In Hidden Place, the protagonist, Roman, is drawn into a violent beach encounter in the first chapter. The ensuing relationships then lead to further violent encounters. Though Roman is a more peaceful person than some of the other characters, is there a quality inside Roman that draws him to dangerous situations that in theory he would try to avoid?

Don’t let Roman’s smart-ass attitude make you forget that he is the son of a social activist Presbyterian minister. I knew that he was going to finally do the “right thing” long before he did—even if doing the right thing got violently messy for him. One of the things Roman never does is take credit or brag about how brave he is—albeit reluctantly brave. The pattern of his courage is foreshadowed in chapter one when he breaks up a deadly serious knife fight on the beach. His bravery climaxes with his final confrontation with Jay—something he could have easily avoided all together to save his own skin. To appreciate him, a reader has to be willing to honestly ask him or herself, “What would I do in those life threatening situations?” The difference between a hero and the rest of us is that a hero overcomes fear, even if he or she does the overcoming in a way that we’re not always comfortable with. Roman is someone who has been taught not to look the other way in the face of social injustice, whether he wants to or not. That’s his dilemma, and personally I got a hoot out of watching him unsuccessfully try to duck out of his moral responsibilities to his fellow human beings. He also likes to get laid a lot, and I’ll take a brave/horny narrator over a cowardly/prudish one any day.

Can you tell us a little bit about the novel you are currently working on, Hey, Liberal?

Hey, Liberal is about a white boy going to a predominately African-American high school in Chicago just after the Martin Luther King, Jr. riots. It’s loosely based on an experience I went through as a kid. I’m not going to say anything more about it, because I don’t want to jinx the surprises the novel still has in store for me. My goal is to finish it by the end of summer, 2004.

Who have been some of your primary influences as a writer?
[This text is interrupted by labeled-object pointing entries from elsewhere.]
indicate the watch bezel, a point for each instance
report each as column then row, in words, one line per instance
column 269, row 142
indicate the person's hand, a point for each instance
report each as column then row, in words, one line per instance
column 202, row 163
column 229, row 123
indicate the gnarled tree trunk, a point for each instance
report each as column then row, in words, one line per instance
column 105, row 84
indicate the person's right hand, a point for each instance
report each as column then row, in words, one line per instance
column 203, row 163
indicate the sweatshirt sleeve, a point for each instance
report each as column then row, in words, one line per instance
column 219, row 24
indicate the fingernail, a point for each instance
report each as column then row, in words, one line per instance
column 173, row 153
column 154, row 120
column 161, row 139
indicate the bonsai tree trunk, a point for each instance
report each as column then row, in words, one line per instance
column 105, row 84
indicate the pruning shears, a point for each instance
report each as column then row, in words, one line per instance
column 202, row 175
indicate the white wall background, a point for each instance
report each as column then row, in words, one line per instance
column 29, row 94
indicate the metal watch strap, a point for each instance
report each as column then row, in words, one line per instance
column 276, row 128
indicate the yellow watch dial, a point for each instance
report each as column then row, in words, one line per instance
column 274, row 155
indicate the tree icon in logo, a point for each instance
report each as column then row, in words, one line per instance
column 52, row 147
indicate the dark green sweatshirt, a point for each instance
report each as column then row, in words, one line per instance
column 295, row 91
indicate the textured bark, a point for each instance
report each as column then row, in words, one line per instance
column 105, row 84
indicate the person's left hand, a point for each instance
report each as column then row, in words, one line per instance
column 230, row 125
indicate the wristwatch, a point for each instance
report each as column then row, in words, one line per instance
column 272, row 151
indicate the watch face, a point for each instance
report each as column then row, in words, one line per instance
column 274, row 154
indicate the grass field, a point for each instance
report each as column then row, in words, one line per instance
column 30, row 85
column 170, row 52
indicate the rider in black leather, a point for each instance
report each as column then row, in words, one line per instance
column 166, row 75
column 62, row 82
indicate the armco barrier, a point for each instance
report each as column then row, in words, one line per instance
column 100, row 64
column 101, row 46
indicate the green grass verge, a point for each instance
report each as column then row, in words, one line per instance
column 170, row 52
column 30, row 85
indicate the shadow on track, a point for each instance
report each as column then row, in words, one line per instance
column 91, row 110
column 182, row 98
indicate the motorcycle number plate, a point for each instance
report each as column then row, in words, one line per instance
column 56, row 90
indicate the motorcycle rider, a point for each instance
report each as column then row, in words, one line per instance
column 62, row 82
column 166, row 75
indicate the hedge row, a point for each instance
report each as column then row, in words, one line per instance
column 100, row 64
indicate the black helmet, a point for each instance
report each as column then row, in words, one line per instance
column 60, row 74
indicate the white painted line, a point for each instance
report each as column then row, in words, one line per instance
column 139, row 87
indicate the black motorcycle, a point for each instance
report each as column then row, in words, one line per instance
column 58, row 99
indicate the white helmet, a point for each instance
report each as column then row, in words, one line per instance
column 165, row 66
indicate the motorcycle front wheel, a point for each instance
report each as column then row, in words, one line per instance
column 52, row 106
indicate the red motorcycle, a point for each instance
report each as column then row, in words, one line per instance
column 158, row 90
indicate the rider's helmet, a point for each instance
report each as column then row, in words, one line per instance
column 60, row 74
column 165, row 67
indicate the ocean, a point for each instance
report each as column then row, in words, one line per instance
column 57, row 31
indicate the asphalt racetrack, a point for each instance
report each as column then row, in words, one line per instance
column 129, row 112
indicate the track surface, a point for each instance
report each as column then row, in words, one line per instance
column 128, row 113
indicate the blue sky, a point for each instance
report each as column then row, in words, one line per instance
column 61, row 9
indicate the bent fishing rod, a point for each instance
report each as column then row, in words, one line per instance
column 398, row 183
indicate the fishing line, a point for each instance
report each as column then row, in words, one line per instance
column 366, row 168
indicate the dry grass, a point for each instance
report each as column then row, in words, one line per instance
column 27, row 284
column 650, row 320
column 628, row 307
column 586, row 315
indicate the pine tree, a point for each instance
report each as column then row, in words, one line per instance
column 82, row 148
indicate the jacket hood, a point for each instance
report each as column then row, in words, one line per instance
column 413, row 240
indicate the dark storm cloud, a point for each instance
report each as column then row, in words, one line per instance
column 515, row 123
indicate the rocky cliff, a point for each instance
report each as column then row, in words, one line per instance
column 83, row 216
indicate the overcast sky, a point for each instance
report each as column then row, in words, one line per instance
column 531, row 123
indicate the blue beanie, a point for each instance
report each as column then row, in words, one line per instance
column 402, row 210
I’d say Tolstoy and Dostoyevsky for starters. Robert Penn Warren’s All the King’s Men was an important book for me, and for voice and subject permission there’s nothing quite like John Schultz’s Tongues of Men or Hubert Selby’s Last Exit to Brooklyn. There’s a long list of African-American writers I count among my influences, including Zora Neal Hurston, Toni Morrison, and Richard Wright. I should also mention that David Bradley’s Chaneysville Incident is a book that made my hands sweat, as did Theodore Dreiser’s American Tragedy. Christina Stead’s The Man Who Loved Children is unexplainably still one of literature’s best-kept secrets. And I would consider it a mortal sin not to mention Gustave Flaubert’s Madame Bovary or Herman Melville’s Moby Dick. All of these writers and more have influenced how I tackle issues of craft and voice on the page. I just disguise what I learned from most of them by using the word fuck a lot.

Are there any writers you can point to whose work you love, but who have definitively NOT had any influence on you?

I greatly admire Virginia Woolf and William Styron’s writing, but if you want to see something hysterically funny, it’s me trying to imitate or borrow from either one of them when it comes to my own work.

Final comment.

When I started to write Hidden Place, I thought it was simply a story about a young man’s first love, but slowly the novel evolved into Roman’s conflict between his safe, clever, generational façade and his troubled conscience. It was his conscience that compelled him to eventually do the right thing. As the chapters unfolded, his struggle developed into a microcosm for the responsibility of us all to give a damn about the well being of others, regardless of gender, race, or culture. In the end, no amount of jaded attitude could prevent Roman from evolving into a hero.

It amuses me that so irreverent a narrator and motley cast of highly flawed characters led me to so moral a Judaic-Christian theme as righteousness. In Hidden Place, I searched for the truth in the subtle ambiguities and stark contradictions of human impulse, behavior, and motivation.

For each of us, the job of caring begins again every day. Maybe I’m just sentimental, but that’s what I believe this book is about.